GAS: Smith earned his Bachelor of Science in Mass Communication with an emphasis in Photography from Middle Tennessee State University in 2006. After moving back to Memphis, he completed his Bachelor of Fine Arts degree at the University of Memphis in 2014. Since then, he has held the fulltime position of preparator at David Lusk Gallery.

Interiors: A Study of Domestic Quarantine 05/05/2020

The students of Art 260: Curation in Context worked remotely with Memphis-based artists to think about what art can do during quarantine. The result is a group of virtual exhibitions that help us see the landscape, the home, personal relationships, and our own bodies with the clarity and insight that only art and artists can offer. Exhibitions will premier here on Facebook throughout this week, and then be archived on our website.

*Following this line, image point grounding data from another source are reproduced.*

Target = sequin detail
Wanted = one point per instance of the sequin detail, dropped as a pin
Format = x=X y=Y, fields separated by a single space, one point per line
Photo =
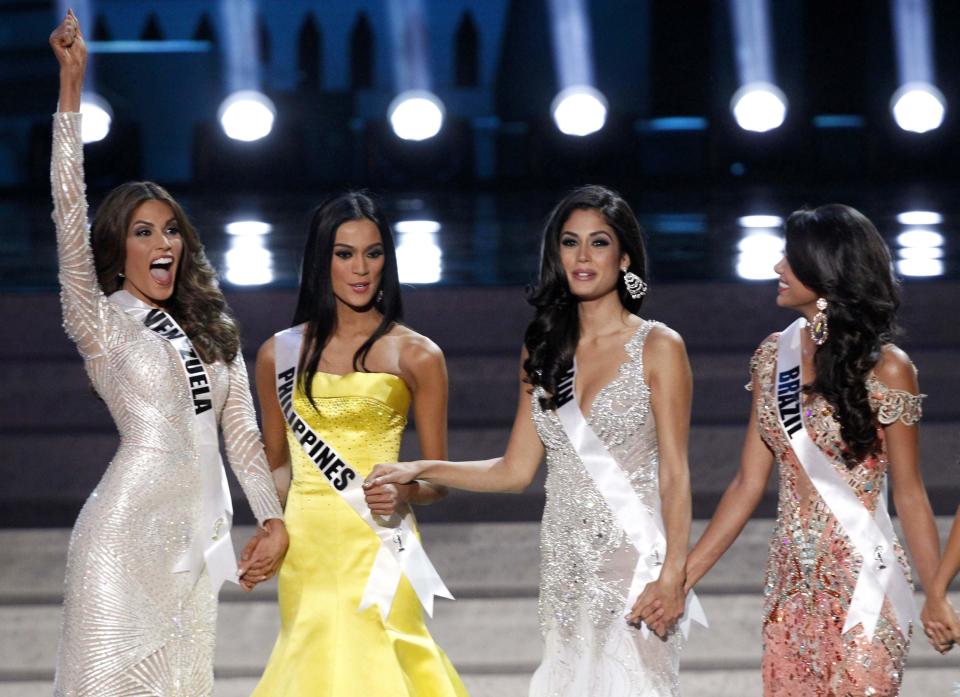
x=812 y=568
x=130 y=625
x=587 y=562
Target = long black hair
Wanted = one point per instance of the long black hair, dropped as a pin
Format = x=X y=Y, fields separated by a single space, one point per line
x=316 y=304
x=837 y=252
x=552 y=335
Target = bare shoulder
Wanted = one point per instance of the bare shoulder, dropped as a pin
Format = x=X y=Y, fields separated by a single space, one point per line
x=266 y=354
x=895 y=369
x=415 y=351
x=664 y=342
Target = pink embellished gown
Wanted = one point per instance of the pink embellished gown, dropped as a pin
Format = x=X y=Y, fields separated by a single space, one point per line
x=812 y=569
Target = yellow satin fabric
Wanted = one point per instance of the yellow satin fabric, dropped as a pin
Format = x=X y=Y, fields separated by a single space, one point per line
x=325 y=647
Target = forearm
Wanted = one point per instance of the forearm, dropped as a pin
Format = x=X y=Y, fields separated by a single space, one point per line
x=477 y=475
x=676 y=508
x=735 y=508
x=921 y=533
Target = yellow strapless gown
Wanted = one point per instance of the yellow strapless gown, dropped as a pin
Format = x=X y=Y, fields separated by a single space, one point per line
x=325 y=647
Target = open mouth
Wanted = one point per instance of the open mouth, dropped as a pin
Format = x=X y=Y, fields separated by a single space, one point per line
x=161 y=270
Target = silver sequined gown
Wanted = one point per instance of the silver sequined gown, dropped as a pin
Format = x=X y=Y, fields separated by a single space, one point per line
x=131 y=626
x=587 y=562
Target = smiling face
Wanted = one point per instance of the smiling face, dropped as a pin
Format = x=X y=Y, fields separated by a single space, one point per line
x=357 y=263
x=590 y=254
x=792 y=293
x=154 y=247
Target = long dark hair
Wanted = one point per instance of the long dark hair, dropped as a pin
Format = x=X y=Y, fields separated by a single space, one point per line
x=552 y=335
x=316 y=304
x=837 y=252
x=197 y=302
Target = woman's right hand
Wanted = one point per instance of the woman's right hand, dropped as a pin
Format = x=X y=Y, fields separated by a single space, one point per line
x=71 y=52
x=394 y=473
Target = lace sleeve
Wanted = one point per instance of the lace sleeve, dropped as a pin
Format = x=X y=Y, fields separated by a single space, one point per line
x=84 y=304
x=245 y=447
x=892 y=405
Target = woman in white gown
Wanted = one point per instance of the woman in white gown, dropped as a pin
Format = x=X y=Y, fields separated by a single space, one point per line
x=148 y=553
x=632 y=388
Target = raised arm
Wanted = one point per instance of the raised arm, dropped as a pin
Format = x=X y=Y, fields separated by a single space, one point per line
x=84 y=305
x=738 y=502
x=671 y=390
x=511 y=472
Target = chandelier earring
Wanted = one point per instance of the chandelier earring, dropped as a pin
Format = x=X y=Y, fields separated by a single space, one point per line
x=636 y=286
x=818 y=326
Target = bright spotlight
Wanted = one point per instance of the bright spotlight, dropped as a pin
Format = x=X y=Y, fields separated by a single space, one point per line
x=419 y=257
x=918 y=107
x=97 y=117
x=762 y=244
x=579 y=111
x=920 y=238
x=761 y=221
x=919 y=218
x=245 y=228
x=759 y=107
x=416 y=115
x=247 y=115
x=920 y=267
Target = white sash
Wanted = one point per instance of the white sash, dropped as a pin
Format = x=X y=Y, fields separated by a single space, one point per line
x=642 y=527
x=871 y=535
x=211 y=543
x=401 y=551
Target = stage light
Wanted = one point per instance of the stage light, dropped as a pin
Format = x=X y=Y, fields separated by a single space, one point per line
x=416 y=115
x=759 y=253
x=919 y=218
x=760 y=221
x=419 y=257
x=759 y=107
x=579 y=110
x=920 y=267
x=248 y=262
x=920 y=238
x=97 y=117
x=244 y=228
x=247 y=115
x=918 y=107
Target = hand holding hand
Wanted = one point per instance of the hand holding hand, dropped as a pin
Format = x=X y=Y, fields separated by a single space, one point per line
x=659 y=606
x=263 y=554
x=387 y=499
x=395 y=473
x=940 y=623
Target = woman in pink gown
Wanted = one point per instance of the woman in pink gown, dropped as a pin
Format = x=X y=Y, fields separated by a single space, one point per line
x=855 y=395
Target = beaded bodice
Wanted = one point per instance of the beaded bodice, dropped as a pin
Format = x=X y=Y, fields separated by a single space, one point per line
x=586 y=559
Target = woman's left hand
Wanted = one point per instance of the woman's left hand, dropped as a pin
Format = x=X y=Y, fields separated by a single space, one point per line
x=262 y=556
x=387 y=499
x=659 y=606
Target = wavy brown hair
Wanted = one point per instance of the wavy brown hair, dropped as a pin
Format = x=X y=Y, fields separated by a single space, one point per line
x=837 y=252
x=197 y=302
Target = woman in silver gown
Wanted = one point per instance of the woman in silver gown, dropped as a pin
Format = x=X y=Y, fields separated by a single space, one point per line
x=632 y=387
x=138 y=620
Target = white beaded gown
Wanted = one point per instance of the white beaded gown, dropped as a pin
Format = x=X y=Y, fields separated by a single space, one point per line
x=587 y=562
x=130 y=625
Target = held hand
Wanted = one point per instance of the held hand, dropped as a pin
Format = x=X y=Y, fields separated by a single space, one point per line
x=263 y=555
x=659 y=606
x=69 y=48
x=940 y=623
x=387 y=499
x=395 y=473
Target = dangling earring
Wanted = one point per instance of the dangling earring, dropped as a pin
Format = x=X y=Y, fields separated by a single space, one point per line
x=636 y=286
x=818 y=327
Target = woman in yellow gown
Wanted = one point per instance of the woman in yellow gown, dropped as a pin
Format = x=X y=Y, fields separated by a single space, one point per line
x=359 y=371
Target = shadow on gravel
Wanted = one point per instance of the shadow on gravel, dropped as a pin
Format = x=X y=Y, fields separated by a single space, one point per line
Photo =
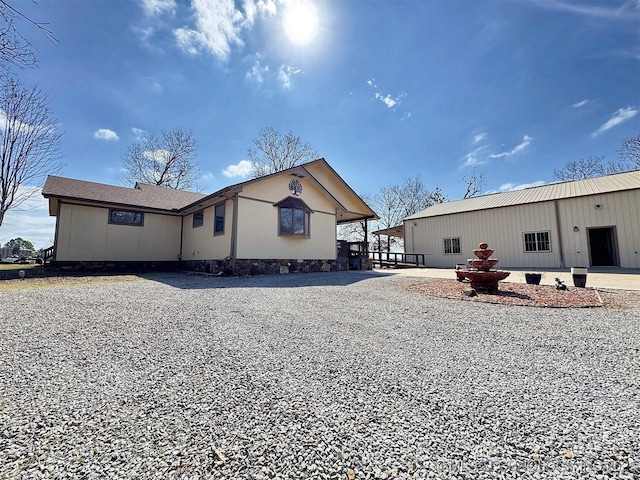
x=292 y=280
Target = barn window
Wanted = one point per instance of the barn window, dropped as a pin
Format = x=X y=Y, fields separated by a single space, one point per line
x=218 y=224
x=198 y=218
x=537 y=242
x=293 y=217
x=452 y=245
x=126 y=217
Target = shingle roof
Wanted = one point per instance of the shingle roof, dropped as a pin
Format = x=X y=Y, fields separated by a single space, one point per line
x=553 y=191
x=142 y=195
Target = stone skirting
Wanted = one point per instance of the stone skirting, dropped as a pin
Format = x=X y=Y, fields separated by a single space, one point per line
x=266 y=267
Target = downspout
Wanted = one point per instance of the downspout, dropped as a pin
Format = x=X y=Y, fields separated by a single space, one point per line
x=181 y=237
x=234 y=233
x=55 y=238
x=560 y=252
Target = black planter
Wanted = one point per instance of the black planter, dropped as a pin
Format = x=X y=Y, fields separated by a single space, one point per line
x=533 y=278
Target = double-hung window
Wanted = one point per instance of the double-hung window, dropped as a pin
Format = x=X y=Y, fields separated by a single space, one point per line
x=198 y=218
x=218 y=223
x=126 y=217
x=452 y=245
x=537 y=242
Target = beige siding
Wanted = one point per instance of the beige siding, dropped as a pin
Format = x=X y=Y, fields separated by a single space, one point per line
x=620 y=210
x=200 y=243
x=84 y=234
x=258 y=222
x=503 y=229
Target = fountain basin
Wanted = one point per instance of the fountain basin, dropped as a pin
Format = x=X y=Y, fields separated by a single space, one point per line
x=485 y=281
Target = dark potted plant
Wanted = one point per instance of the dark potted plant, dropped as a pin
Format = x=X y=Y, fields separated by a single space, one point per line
x=533 y=278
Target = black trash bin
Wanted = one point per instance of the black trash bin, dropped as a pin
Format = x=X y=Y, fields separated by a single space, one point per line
x=579 y=276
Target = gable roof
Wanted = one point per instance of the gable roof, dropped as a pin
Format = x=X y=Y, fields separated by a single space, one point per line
x=554 y=191
x=142 y=195
x=145 y=195
x=306 y=170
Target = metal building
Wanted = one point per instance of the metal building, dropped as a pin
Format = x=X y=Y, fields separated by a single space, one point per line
x=592 y=222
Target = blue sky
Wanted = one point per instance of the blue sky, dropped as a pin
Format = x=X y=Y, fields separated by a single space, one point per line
x=384 y=90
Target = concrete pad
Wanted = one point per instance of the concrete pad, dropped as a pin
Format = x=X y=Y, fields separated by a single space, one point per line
x=597 y=277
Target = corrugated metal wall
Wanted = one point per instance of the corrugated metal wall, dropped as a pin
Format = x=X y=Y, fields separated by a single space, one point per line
x=504 y=228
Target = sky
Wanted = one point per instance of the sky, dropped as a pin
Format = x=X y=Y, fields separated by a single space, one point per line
x=383 y=90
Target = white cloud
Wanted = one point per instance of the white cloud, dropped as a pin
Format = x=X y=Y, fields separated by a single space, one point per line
x=622 y=115
x=257 y=72
x=526 y=141
x=30 y=221
x=105 y=134
x=388 y=100
x=285 y=72
x=138 y=132
x=219 y=25
x=627 y=11
x=157 y=7
x=242 y=170
x=479 y=137
x=510 y=187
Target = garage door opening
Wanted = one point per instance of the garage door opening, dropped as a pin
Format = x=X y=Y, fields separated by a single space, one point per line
x=603 y=247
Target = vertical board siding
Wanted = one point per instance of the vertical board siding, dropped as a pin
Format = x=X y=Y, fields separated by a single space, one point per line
x=503 y=229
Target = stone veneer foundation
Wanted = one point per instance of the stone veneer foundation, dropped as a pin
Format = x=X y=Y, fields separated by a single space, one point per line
x=266 y=267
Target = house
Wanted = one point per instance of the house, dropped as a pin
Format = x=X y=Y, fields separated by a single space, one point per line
x=592 y=222
x=282 y=222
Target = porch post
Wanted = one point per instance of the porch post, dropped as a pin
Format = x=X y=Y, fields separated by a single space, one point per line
x=366 y=237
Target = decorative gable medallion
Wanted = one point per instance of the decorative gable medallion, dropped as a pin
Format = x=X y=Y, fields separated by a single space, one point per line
x=295 y=187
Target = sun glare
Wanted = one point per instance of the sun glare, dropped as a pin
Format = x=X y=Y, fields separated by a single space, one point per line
x=301 y=22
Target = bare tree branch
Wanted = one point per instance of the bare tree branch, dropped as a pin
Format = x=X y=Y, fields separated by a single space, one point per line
x=15 y=48
x=629 y=152
x=30 y=144
x=474 y=184
x=166 y=160
x=274 y=152
x=586 y=167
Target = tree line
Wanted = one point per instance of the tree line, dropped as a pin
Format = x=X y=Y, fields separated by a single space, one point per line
x=30 y=146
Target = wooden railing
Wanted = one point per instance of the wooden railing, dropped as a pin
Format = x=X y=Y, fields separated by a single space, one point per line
x=398 y=259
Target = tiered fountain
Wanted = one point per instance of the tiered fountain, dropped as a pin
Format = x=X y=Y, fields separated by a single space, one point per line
x=483 y=278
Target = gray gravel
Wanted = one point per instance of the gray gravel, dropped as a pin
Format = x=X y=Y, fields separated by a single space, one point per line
x=331 y=376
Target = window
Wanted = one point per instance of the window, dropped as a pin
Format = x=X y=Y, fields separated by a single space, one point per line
x=218 y=224
x=452 y=245
x=537 y=242
x=198 y=218
x=293 y=217
x=294 y=221
x=126 y=217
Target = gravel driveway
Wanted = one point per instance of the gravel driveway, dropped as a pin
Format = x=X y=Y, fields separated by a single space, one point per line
x=333 y=376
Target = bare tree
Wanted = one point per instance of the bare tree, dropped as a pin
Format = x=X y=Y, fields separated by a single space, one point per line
x=629 y=152
x=274 y=152
x=166 y=160
x=30 y=144
x=15 y=49
x=474 y=183
x=396 y=202
x=586 y=167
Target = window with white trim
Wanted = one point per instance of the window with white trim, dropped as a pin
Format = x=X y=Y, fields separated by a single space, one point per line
x=218 y=223
x=536 y=242
x=452 y=245
x=126 y=217
x=198 y=218
x=293 y=217
x=294 y=221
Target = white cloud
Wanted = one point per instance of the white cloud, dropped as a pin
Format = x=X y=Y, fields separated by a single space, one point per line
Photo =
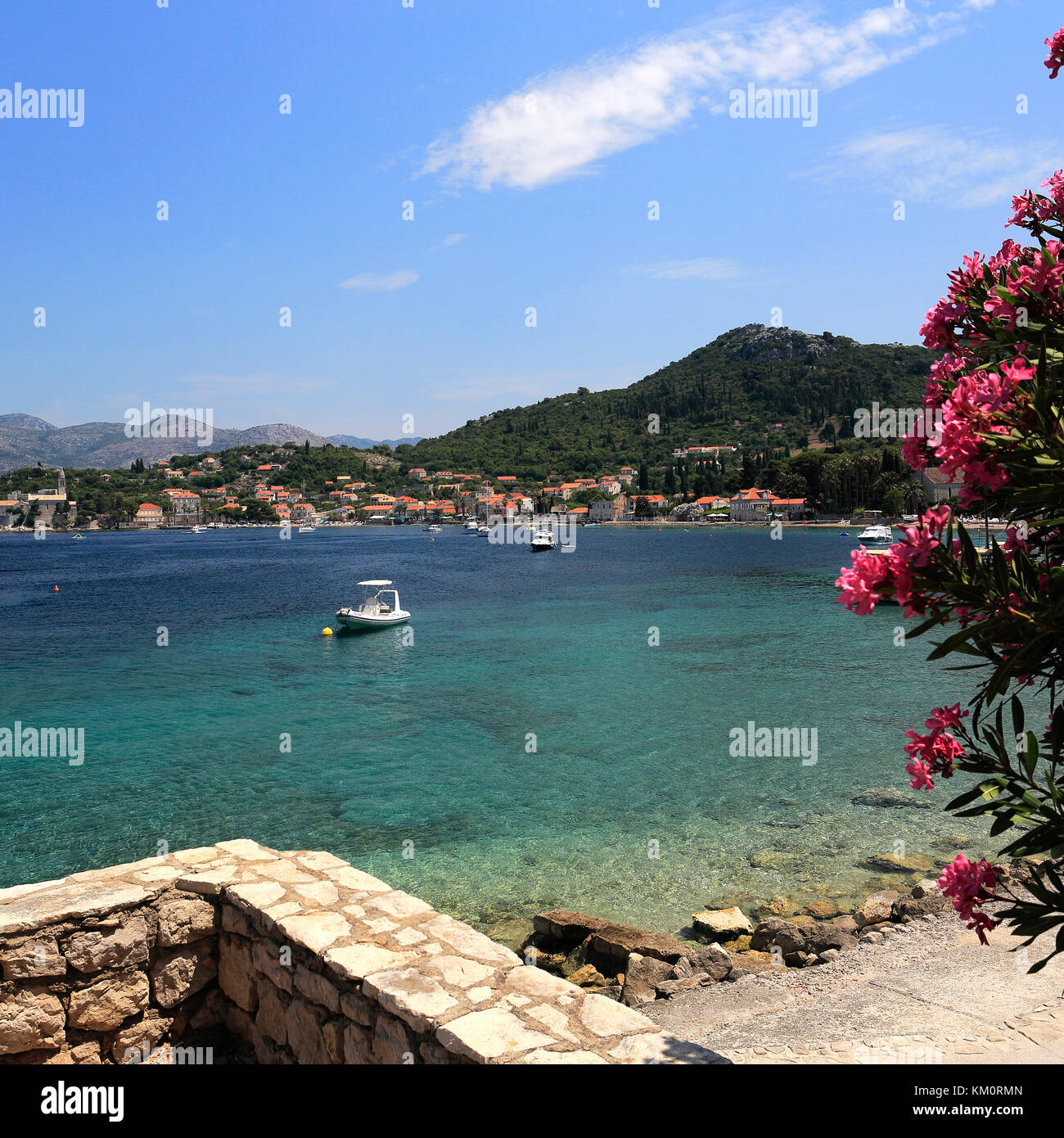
x=557 y=125
x=381 y=282
x=707 y=269
x=963 y=169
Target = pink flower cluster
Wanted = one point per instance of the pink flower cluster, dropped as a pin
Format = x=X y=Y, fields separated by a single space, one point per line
x=873 y=576
x=936 y=752
x=1055 y=59
x=970 y=884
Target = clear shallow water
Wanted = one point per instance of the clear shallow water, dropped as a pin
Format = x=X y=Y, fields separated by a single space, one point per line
x=426 y=743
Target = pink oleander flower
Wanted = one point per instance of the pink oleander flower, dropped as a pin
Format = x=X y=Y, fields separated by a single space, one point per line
x=1055 y=184
x=1025 y=209
x=936 y=519
x=921 y=775
x=968 y=884
x=997 y=307
x=964 y=278
x=939 y=328
x=859 y=583
x=944 y=718
x=1055 y=59
x=1019 y=371
x=1043 y=277
x=1008 y=253
x=958 y=444
x=915 y=549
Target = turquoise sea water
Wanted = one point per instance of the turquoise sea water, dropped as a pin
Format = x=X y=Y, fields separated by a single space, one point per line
x=422 y=749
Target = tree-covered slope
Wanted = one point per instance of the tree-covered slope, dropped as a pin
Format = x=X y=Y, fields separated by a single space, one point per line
x=732 y=391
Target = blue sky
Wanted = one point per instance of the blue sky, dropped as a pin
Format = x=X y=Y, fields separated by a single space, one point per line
x=530 y=138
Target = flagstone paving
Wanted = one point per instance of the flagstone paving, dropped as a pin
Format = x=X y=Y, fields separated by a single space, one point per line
x=930 y=995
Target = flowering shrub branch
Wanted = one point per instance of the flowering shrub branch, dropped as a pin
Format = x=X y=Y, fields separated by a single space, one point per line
x=999 y=390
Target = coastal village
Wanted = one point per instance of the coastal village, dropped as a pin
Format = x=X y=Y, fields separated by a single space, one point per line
x=271 y=487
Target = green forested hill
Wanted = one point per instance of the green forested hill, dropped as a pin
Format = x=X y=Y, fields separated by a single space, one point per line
x=728 y=391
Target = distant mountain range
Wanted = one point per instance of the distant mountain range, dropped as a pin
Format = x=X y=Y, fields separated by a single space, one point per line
x=749 y=385
x=25 y=440
x=367 y=444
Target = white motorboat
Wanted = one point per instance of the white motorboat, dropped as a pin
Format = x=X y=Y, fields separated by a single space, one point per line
x=379 y=607
x=542 y=540
x=877 y=539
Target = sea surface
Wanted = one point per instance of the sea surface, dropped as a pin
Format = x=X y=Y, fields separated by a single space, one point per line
x=557 y=733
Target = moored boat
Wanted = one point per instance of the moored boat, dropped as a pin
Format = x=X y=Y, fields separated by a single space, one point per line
x=542 y=540
x=877 y=539
x=379 y=607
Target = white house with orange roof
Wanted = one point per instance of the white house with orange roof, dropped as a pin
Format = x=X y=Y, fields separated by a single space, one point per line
x=148 y=514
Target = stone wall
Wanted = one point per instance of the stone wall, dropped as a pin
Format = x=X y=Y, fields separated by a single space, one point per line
x=282 y=957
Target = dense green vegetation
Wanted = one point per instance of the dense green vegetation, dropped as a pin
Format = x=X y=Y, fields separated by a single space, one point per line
x=733 y=391
x=769 y=391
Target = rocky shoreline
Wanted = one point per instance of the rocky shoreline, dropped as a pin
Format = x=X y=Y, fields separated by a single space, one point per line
x=636 y=966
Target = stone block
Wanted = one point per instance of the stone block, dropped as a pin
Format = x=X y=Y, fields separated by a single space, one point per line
x=105 y=1005
x=34 y=959
x=125 y=947
x=186 y=919
x=237 y=975
x=31 y=1018
x=183 y=973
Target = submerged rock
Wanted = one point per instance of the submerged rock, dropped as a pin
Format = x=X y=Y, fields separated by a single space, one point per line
x=895 y=863
x=877 y=908
x=641 y=980
x=720 y=924
x=890 y=798
x=822 y=910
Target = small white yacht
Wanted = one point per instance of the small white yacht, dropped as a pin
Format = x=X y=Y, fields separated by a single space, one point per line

This is Interiors, featuring work by Paula Kovarik and Sophia Mason, curated by Jenna Gilley.

Paula Kovarik and Sophia Mason
curated by Jenna Gilley

In our current state of global quarantine, interiors are on our mind. Stay at Home orders have made us increasingly aware of domestic spaces as we strive to protect the interior of our bodies. As the days and weeks pass, we become more familiar with the everyday objects surrounding us. Cleaners like detergent and washing machines have become our saviors. We find comfort snuggled between pillows and blankets. But fear and anxiety still lurk and increase with time. Home is our sanctuary, but also a cage.
The domestic sphere has long been associated with women. The activities people now have picked up to pass the time—sewing, cooking, cleaning—are stereotypically performed by women. These activities can be comforting in their repetition and effect, while often born out of an anxious need for control. To many being confined to the home is new and daunting, but it has long been a part of the feminine reality. This exhibition shows the connection between the historic “quarantine” of women to the home and the COVID-19 pandemic through domestic themes and mediums.
Although women have more opportunity than ever, female craft remains underappreciated. This exhibition solely contains work by female Memphis textile artists, who have reinterpreted traditional practices like quilt making into art that is bold, political, and introspective. As you view this collection, consider how each object comments on the global health crisis, as well as reflects the personal worries and struggles of the women who created them.

Artist Bios
Paula Kovarik is a textile artist in Memphis, TN. She received her Bachelor of Arts in graphic design from Southern Illinois University at Carbondale. As the creative director and owner of Shades of Gray, Inc., a graphic design studio, she specialized in communications. Now, Paula’s work serves as a balm to worry. Her textile art has been recognized by several national venues. She has been profiled in American Craft, Fiber ArtNow and Art Quilting Studio magazines.

Sophia Mason is a textile artist in Memphis, TN, raised in Wisconsin. She received her BA in Art from Rhodes College. Her sculptures, installations, and performances have been shown in exhibitions internationally and in the United States, including The Dixon Gallery and Gardens and Crosstown Arts in Memphis, Tennessee and at the Fundacion in Comillas, Spain. Her work has hung at the Memphis International Airport. She is the recipient of the Sally Becker Grinspan Award for Artistic Achievement.